Elastic Load Balancing and Auto Scaling groups
Elastic Load Balancing
Load balancer are servers that forwards traffic to multiple servers downstream
Why use a load balancer
- Spread load across multiple downstream instances
- Expose a single point of access to your application
- Seamlessly handle failures of downstream instances
- Do regular health-check to your instances
- Provide SSL termination (HTTPS) for your website
- Enforce stickiness with cookies
- High availability across zones
- Separate public traffic from private traffic
Types of load balancer on AWS
AWS provides 4 kinds of managed load balancer:
- Classic load balancer (v1 - old generation)
- HTTP, HTTPS, TCP, SSL
- Application load balancer (v2 - new generation) - Layer 7
- HTTP, HTTPS, gRPC, WebSocket
- Network load balancer (v2 - new generation) - Layer 4
- TCP (HTTP, HTTPS), TLS, UDP
- Gateway load balancer - Layer 3
Note: when using ALB, the application servers don't see the IP of the client directly. The true IP of the client is inserted in the header X-Forwarded-For
Sticky session
- Its possible to implement stickiness so that the same client is always redirected to the same instance behind a load balancer.

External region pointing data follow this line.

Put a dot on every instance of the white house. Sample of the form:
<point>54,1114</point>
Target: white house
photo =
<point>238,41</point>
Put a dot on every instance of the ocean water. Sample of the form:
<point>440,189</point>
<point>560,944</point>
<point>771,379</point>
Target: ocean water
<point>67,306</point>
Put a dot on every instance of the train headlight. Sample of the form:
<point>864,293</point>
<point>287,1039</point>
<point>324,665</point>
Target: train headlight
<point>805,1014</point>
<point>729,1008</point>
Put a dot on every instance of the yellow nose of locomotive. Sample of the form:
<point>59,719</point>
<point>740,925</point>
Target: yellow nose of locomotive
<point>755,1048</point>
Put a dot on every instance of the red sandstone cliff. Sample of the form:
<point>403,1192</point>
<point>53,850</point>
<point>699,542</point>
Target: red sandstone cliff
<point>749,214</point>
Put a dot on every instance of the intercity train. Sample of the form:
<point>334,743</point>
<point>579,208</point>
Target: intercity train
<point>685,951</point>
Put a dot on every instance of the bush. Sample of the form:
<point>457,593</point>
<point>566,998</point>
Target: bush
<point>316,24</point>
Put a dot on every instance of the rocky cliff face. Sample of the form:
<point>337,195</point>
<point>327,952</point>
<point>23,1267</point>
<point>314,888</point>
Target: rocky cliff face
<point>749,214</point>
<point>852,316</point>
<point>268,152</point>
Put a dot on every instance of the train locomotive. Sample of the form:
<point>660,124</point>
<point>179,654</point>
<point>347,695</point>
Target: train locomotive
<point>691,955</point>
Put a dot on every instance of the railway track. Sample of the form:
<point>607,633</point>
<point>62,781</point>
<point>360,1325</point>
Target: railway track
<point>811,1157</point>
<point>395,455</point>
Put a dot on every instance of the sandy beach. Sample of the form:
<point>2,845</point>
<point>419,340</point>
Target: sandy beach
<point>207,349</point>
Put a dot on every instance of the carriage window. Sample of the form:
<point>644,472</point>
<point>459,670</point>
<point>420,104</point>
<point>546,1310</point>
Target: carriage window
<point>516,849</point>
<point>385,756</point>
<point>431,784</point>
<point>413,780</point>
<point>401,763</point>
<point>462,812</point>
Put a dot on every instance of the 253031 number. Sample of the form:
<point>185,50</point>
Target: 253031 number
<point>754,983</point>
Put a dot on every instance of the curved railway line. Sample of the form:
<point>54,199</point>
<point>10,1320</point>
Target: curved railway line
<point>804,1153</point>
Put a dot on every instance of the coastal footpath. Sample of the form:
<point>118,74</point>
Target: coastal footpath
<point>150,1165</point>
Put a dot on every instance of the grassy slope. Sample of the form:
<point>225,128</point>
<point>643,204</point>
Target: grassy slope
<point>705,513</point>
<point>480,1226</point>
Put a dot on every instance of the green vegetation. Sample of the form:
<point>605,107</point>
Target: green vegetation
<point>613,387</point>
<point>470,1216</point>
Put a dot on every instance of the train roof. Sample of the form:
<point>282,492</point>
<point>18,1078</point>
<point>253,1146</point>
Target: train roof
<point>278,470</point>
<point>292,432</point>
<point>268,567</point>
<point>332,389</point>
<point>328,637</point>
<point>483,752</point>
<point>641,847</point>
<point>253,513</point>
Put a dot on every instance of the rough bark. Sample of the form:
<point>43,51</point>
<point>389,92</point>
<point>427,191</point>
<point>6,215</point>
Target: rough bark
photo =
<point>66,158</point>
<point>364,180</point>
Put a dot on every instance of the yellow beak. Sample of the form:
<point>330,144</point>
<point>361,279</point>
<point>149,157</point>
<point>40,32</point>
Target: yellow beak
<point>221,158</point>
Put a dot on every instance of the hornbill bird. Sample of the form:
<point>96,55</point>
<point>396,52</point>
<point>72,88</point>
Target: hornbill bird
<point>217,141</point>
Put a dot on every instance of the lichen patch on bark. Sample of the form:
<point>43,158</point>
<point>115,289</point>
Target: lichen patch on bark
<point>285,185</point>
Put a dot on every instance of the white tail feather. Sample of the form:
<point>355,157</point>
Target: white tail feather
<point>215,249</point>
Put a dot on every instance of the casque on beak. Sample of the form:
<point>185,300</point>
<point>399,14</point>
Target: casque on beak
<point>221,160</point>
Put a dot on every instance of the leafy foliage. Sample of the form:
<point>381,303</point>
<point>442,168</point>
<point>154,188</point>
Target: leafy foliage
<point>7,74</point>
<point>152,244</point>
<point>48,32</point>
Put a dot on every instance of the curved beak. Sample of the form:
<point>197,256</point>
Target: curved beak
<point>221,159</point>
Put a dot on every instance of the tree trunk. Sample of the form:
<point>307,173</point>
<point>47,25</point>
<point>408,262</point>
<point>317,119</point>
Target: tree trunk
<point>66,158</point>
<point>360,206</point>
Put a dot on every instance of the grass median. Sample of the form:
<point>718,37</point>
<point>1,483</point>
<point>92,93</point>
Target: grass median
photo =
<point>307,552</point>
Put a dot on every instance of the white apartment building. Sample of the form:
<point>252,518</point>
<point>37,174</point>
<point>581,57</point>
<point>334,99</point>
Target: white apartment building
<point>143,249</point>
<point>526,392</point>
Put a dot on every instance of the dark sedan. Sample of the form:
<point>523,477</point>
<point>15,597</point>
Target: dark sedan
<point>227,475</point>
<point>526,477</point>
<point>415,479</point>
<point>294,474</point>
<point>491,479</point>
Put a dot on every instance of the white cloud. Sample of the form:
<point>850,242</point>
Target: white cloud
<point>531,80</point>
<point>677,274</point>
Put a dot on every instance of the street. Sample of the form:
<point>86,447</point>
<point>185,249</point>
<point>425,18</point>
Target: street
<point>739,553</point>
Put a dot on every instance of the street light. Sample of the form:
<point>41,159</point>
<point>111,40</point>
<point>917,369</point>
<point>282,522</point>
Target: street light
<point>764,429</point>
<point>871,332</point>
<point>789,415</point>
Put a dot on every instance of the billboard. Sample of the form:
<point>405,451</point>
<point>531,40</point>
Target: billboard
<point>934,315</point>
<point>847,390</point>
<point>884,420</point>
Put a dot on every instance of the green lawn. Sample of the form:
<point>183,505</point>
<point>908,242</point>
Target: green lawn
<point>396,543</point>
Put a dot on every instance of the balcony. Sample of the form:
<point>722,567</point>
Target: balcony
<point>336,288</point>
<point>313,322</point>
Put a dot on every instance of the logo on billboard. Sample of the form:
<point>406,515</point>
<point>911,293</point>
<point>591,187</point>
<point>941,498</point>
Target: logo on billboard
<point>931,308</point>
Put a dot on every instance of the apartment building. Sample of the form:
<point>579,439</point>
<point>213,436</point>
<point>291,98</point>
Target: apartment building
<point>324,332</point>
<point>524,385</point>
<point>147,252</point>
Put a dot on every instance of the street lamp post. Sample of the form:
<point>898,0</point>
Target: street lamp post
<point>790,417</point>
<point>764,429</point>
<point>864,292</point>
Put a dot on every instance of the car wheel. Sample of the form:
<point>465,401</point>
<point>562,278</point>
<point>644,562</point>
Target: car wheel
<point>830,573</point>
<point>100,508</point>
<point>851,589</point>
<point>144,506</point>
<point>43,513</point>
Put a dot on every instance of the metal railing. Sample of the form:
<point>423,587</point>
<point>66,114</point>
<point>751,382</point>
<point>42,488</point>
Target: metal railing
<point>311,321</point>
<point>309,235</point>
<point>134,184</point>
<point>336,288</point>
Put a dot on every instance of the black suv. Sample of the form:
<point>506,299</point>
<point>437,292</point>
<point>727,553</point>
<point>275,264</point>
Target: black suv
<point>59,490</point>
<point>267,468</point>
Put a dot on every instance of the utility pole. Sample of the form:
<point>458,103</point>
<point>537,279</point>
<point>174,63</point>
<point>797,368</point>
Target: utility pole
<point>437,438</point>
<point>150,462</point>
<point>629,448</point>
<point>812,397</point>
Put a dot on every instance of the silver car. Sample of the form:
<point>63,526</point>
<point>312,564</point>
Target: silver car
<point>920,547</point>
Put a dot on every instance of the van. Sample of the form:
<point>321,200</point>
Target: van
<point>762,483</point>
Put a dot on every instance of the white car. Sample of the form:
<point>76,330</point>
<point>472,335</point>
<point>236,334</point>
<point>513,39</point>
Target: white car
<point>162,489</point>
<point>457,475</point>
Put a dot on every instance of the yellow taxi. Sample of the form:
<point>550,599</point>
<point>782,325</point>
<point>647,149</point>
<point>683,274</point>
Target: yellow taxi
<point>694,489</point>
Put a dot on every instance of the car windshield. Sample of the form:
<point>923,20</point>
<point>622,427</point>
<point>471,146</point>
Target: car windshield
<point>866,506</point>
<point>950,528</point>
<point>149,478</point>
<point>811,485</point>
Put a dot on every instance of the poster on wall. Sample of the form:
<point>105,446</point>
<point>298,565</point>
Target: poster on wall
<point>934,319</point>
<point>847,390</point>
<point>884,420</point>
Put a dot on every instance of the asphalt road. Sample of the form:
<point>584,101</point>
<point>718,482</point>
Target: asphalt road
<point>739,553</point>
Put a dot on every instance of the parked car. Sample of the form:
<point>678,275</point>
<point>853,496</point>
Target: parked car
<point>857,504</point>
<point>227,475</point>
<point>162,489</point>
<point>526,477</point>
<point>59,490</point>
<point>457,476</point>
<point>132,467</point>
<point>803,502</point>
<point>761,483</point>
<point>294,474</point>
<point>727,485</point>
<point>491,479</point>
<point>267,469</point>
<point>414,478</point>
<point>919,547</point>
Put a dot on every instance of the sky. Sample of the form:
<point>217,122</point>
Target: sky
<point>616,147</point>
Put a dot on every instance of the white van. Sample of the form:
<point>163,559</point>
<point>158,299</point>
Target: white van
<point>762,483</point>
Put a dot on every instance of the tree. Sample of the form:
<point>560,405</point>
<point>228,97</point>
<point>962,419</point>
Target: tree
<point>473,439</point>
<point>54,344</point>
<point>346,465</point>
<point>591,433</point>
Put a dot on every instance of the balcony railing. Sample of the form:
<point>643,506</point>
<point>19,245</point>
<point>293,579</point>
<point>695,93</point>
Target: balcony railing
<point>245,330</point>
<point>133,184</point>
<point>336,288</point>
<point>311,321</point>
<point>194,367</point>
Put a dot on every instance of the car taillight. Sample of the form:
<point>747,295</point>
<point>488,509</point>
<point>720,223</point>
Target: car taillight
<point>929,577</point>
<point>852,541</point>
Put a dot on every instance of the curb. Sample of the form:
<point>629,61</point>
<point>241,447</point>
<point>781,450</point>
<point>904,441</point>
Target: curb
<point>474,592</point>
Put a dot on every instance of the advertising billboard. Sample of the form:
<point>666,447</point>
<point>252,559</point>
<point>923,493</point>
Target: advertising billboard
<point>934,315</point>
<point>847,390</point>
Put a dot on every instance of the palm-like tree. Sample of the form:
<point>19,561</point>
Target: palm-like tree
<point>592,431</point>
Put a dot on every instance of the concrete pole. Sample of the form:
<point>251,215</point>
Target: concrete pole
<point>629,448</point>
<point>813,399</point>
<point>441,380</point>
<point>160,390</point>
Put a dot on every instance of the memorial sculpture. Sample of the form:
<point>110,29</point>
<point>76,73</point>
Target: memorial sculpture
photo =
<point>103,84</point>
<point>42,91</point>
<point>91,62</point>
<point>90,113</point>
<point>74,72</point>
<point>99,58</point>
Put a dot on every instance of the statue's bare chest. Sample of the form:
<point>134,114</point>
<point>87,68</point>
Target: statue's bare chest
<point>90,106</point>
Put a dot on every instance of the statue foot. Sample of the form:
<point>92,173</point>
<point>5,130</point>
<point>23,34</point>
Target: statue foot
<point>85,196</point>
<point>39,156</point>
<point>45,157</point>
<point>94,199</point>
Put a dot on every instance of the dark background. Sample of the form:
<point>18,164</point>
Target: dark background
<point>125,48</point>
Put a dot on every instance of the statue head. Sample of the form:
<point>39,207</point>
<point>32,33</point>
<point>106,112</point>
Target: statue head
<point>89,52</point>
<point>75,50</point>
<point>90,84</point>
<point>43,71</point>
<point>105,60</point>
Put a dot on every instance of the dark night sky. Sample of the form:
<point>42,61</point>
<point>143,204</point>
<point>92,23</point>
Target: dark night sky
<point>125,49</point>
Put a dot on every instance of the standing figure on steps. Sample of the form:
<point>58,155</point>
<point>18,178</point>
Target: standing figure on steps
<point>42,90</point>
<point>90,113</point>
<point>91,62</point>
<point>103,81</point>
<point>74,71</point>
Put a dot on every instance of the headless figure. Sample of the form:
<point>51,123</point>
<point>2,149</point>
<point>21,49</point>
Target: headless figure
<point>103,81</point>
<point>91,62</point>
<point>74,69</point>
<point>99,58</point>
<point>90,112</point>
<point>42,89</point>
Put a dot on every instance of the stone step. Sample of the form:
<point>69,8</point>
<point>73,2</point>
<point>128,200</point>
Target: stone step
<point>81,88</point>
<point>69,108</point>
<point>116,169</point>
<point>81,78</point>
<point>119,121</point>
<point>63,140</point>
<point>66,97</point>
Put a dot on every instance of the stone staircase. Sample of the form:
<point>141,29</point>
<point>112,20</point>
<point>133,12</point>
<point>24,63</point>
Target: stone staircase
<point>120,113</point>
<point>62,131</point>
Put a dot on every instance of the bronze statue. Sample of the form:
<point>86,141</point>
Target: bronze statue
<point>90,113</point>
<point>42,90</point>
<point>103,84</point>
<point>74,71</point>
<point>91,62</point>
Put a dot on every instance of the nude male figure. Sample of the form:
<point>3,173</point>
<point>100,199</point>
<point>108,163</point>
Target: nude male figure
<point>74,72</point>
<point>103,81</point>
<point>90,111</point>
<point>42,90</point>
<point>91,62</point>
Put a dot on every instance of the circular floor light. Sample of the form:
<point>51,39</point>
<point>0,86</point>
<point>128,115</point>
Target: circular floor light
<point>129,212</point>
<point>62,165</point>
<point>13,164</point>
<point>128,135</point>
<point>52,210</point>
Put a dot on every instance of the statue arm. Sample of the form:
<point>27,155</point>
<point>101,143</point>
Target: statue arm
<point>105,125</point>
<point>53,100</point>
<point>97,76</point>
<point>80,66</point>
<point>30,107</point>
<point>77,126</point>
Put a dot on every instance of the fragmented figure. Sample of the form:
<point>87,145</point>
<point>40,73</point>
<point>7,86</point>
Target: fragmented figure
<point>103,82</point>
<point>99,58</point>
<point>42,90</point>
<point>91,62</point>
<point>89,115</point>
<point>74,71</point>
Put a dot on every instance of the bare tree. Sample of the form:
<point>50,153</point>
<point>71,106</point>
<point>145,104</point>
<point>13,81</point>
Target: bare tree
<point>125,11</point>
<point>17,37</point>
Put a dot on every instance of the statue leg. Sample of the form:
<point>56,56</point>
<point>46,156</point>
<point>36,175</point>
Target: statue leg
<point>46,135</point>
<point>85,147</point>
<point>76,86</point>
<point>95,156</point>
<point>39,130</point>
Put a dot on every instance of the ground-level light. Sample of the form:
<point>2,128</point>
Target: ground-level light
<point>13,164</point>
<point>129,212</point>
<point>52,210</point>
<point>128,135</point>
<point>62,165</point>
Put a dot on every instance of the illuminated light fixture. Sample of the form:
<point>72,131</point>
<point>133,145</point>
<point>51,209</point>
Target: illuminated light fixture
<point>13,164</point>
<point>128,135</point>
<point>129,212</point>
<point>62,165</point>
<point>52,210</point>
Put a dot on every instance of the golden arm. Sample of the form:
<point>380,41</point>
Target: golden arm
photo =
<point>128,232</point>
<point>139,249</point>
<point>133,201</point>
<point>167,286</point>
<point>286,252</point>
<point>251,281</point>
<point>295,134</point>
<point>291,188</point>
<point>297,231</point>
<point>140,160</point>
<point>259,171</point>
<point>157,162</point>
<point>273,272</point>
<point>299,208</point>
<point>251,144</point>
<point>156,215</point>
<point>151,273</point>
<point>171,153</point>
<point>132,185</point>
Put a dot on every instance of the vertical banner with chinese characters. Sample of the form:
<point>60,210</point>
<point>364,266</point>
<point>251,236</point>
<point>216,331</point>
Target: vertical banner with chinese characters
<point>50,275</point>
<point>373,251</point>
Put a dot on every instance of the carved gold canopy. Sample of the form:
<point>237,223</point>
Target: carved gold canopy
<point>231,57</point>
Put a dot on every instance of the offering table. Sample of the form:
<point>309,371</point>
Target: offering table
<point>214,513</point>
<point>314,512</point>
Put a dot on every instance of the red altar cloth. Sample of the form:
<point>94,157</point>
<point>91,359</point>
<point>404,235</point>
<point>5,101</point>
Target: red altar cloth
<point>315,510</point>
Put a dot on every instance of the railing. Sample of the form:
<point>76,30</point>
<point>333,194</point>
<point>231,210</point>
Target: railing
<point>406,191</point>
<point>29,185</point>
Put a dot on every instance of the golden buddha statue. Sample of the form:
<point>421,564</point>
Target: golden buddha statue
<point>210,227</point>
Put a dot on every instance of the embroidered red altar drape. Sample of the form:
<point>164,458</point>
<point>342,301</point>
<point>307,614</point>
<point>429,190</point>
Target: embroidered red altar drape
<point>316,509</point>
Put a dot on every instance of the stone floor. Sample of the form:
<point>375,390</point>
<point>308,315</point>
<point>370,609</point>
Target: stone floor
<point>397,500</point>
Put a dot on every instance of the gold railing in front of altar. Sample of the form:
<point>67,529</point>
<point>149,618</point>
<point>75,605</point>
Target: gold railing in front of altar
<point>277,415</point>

- This works for CLB and ALB
- The cookie used for stickiness has an expiration date you control
- Enabling stickiness may bring imbalance to the load over the backend EC2 instances
Use case:
- Make sure the user does not lose his session data
Cross zone load balancing
Application Load Balancer:
- Always on (can't be disabled)
- No charges for inter AZ data
Network Load Balancer
- Disabled by default
- You pay charges ($) for inter AZ data if enabled
Classic Load Balancer
- Disabled by default
- No charges for inter AZ data
SSL/ TLS
Classic Load Balancer
- Support only one SSL certificate
Application Load Balancer
- Support multiple listeners with multiple SSL certificate
- Use Server Name Indication (SNI) to make it work
Network Load Balancer
- Support multiple listeners with multiple SSL certificate
- Use Server Name Indication (SNI) to make it work
Connection draining
It's a time to complete in-flight
requests while the instance is de-registering or unhealthy.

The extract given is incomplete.